Matt Gemmell on Proofreading
"Always let the work sit for a while after it’s written."
It’s the best feeling when you’ve finally written the last word, added the final stop, shut the laptop, and walked away. You’ve created something new, turned the blank page into something meaningful. Time to celebrate.
Then it’s back to work. Only this time, you need a scalpel to curate the best and cut the rest. Kill your darlings, as Steven King advises.
But how? We learn how to write, practice structuring our thoughts throughout our education. Proofreading—refining text—is an art even harder to master. It’s far too easy to overlook the faults in our prose.
So I thought, perhaps, we could learn a bit from the best, with tips from writers about how they proofread their work. For this first interview, I’m incredibly excited to have developer-turned-novelist Matt Gemmell share his tips for proofreading on iPad.
Here's Matt on his writing and proofreading workflow:
What's your favorite thing you've written recently?
I’d probably have to say the new novel that came out just last week, Middleshade Road.
What's your standard writing workflow?
For novels, I work up ideas using a mind-mapping and outlining tool called MindNode, often taking several weeks. I’ll often have done some free association beforehand via scribbling on the iPad Pro. I work the ideas into an outline and take it into Ulysses, splitting it into chunks as approximate scenes. I write above/before the bullet points and delete them as I go, so that I always have the next one just below my cursor.
For shorter work, I tend to just dive in and see where it takes me. For example, I send out a free weekly mini-story via email, in my Once Upon A Time series.
What's your favorite way to proofread your work and spot things to change?
I find that you can’t effectively proofread in the same format as you write. I tend to flip the iPad to portrait orientation, bump up the point size, and take it to the couch in my office. I then scan through using the Apple Pencil to guide my eye, and do corrections via Scribble. I spot many more issues that way than when reading at my desk. I also have other people proofread for me, of course, once I’m sure I’ve got something presentable.

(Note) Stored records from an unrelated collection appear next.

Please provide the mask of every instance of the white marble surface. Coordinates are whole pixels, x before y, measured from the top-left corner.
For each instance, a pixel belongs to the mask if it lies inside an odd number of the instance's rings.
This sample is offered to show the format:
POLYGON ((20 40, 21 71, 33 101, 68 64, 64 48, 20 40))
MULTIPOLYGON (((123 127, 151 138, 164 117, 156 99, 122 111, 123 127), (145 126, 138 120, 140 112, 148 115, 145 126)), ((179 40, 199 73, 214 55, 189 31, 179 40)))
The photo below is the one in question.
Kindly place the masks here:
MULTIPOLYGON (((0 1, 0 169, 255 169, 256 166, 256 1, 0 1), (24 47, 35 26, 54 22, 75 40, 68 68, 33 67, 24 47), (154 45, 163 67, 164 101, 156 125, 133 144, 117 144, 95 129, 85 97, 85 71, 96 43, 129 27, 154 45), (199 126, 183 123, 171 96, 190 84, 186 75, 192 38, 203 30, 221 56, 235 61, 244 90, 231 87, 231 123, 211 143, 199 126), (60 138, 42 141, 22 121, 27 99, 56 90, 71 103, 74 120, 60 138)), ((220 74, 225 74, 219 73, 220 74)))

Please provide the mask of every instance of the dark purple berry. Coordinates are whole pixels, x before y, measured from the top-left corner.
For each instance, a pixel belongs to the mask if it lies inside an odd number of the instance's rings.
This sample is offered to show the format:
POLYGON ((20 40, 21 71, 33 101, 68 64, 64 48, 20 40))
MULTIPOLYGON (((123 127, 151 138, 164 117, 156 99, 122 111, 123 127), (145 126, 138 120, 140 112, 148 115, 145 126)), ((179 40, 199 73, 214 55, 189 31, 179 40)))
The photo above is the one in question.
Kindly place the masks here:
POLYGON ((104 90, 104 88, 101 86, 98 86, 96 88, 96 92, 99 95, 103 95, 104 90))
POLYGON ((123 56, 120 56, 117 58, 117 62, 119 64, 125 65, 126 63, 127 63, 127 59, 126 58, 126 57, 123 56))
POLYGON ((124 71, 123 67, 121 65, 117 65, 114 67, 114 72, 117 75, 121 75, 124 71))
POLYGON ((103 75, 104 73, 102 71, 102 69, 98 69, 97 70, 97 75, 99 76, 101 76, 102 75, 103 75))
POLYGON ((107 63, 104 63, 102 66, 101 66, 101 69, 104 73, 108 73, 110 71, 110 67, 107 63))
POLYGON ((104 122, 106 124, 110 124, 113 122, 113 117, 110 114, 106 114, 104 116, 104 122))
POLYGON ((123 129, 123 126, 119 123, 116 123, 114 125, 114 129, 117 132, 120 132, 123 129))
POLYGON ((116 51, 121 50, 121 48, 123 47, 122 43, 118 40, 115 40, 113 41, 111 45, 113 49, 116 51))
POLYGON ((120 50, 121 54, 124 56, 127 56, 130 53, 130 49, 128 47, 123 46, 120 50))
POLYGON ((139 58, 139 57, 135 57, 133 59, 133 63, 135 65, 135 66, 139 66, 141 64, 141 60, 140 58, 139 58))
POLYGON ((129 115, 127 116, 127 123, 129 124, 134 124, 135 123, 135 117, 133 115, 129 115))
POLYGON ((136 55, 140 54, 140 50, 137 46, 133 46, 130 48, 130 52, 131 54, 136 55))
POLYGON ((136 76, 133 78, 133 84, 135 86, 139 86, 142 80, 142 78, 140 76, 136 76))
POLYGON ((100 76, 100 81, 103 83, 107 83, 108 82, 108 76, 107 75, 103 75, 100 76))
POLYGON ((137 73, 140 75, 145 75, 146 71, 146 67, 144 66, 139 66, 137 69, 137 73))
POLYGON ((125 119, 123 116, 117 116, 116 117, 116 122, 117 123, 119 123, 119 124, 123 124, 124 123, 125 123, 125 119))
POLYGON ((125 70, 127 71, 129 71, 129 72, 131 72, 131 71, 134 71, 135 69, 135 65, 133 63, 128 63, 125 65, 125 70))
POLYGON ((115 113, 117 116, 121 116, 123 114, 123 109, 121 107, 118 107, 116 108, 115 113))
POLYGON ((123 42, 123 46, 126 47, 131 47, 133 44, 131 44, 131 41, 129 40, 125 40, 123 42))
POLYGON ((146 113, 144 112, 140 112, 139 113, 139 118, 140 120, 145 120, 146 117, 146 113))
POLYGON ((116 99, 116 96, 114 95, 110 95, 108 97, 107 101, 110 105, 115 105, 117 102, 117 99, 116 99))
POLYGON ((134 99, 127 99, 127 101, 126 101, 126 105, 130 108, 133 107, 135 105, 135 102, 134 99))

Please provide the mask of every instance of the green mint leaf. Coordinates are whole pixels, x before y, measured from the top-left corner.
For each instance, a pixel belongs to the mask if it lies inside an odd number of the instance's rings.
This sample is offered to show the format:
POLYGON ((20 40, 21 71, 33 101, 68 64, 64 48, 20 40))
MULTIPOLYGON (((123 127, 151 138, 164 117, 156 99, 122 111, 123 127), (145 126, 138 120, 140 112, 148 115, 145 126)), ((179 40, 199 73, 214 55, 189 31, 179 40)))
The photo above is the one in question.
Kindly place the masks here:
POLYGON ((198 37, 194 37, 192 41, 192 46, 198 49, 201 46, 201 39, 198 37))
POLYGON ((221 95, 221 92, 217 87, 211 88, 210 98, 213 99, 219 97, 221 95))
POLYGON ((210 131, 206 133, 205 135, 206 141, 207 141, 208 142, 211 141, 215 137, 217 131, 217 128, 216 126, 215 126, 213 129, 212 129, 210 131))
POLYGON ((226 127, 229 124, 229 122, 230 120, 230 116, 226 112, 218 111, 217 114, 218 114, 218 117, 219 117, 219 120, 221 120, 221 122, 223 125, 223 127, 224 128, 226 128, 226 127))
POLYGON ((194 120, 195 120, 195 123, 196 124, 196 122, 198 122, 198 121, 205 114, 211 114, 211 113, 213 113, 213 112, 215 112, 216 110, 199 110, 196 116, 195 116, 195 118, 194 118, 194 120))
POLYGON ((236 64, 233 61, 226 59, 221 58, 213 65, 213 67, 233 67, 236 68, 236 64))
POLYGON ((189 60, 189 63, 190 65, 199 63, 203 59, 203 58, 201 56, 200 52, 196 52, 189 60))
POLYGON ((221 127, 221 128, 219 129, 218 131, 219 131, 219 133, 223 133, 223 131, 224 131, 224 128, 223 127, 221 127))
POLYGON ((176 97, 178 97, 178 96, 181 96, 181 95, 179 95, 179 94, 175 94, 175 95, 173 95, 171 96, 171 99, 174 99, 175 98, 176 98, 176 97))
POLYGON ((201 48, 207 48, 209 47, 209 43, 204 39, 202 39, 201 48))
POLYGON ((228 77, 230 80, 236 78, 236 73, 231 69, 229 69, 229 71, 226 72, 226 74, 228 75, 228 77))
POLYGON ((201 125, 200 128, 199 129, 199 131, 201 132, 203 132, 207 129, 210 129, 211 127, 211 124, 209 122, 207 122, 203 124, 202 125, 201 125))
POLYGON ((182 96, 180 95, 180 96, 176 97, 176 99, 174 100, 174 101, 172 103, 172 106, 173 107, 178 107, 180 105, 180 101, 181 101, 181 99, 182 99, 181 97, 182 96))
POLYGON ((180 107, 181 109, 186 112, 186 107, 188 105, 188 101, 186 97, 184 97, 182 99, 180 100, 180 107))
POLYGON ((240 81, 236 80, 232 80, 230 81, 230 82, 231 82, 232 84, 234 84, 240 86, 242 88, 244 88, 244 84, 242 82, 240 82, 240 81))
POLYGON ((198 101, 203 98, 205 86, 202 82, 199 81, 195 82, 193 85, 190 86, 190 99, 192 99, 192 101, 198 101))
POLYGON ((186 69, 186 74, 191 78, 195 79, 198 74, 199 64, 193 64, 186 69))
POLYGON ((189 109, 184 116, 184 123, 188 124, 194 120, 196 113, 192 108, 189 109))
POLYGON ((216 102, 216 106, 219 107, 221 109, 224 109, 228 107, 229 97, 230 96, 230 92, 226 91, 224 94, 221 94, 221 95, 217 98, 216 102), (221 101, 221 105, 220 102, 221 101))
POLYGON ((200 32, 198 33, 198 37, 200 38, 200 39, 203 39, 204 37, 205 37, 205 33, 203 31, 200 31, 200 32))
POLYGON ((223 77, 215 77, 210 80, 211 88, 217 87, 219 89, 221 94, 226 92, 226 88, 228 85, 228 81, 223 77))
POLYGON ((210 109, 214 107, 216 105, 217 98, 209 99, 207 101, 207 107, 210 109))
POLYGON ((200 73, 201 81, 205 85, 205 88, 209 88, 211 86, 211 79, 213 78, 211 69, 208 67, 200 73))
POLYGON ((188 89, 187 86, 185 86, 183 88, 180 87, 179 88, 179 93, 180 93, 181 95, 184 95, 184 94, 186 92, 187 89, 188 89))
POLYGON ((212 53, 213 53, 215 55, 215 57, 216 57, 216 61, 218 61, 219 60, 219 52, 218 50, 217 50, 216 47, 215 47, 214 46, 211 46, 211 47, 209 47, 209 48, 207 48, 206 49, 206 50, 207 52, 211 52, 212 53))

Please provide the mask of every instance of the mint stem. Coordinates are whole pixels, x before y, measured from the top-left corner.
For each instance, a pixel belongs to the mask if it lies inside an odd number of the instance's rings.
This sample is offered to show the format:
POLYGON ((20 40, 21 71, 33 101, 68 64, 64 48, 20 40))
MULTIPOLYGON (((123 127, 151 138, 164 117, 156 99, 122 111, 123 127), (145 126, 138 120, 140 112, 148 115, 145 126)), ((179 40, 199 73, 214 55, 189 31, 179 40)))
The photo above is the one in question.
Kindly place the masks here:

What do you do with the things you cut?
Large-scale cuts are comparatively rare — I try to avoid them by being diligent during the planning phase — but when necessary I copy the relevant scene to the Deleted Scenes folder I create in each project, and they stay there forever. Sometimes they’re useful in future. I’ve had scenes that I cut in one book being useful in another, even.
What's your ideal editing workflow?
Something like what I do with the iPad and Pencil right now, but even more like going through a text with a red pen. I’d like to be able to use editor’s marks in red digital ink, then have them added to my actual text so I can address them all at once. It would be simple and natural. I don’t like complex things like change-tracking and multi-user comments, unless unavoidable.
The main lesson though is to always let the work sit for a while after it’s written, before you start editing it. If you try to edit it straight away, you will make changes, but then you’ll make a different set of changes a few days or weeks later. Give it time, and give yourself time to move a little bit away from it, then take a look with fresh eyes. And always, always, get people besides yourself to check it too; the writer sees what they think they wrote, not what’s actually there.